In the kitchen above him he hears the water in the sink run briefly. Cupboard doors shutting. And a slow ticking. Tick. Tick. Tick. Luke and June are talking and between the words the ticking. She is saying something about beating a dead horse and he is saying her name. She speaks and he simply repeats her name. It’s as if he is trying to talk someone down from the edge of a building or bridge. June, he says, and the ticking stops. She speaks, but Silas cannot hear the words. She is too far from the window. It’s stressful, whatever they are talking about, and Silas can tell by the tones and their volume that it’s getting worse. Shadows block the light from the window above him. They are right there, inches from his head. And now he hears every word.

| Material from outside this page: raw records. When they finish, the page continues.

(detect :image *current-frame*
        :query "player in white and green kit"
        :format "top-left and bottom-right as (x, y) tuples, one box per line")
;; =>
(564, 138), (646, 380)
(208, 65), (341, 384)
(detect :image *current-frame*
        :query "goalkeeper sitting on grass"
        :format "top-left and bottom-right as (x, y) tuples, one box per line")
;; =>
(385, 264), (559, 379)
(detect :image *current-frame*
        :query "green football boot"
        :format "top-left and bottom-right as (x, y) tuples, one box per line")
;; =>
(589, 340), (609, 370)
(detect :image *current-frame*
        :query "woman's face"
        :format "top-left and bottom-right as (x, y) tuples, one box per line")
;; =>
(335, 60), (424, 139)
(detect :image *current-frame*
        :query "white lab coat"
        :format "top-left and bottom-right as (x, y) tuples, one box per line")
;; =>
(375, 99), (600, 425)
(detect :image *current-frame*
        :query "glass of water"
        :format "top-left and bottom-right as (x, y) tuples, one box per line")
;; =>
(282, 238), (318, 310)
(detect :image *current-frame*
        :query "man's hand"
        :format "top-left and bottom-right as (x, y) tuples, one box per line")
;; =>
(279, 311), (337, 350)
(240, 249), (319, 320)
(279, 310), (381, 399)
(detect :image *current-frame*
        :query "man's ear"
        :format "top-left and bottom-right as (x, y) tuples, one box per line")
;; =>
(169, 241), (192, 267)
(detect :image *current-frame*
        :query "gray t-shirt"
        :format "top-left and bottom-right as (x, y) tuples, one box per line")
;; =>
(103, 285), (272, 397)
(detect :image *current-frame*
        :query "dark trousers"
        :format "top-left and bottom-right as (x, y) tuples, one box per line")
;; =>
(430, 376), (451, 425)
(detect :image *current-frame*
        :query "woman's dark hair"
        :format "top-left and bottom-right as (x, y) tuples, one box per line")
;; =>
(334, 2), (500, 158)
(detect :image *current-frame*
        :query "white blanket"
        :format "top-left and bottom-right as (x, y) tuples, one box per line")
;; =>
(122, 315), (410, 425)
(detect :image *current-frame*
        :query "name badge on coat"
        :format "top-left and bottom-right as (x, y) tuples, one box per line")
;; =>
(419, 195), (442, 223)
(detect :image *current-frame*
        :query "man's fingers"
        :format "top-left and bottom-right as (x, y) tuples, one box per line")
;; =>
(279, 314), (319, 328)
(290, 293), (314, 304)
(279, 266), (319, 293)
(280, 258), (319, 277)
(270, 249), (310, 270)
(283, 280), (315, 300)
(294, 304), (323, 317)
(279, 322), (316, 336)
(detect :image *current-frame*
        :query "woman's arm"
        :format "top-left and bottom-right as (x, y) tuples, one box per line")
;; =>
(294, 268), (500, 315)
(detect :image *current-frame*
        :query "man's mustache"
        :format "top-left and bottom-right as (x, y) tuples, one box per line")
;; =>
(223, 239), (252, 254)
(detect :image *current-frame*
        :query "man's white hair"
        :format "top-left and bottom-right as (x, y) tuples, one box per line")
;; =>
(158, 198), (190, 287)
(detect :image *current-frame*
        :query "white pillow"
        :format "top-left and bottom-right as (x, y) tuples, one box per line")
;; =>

June, he says, I’m not going to apologize for answering her truthfully. And it’s true: I’ve asked you twice now.
It’s not so simple. You know that. June’s voice is strict, like his mother’s.
But I don’t! Why the fuck is it not simple? I’m missing something here and you need to explain it to me. Silas has never heard Luke sound so upset. At work he can get serious, tense, but not like this.
June’s voice fades and Silas can only hear bits but he catches her last words because she shouts them. Because it can’t!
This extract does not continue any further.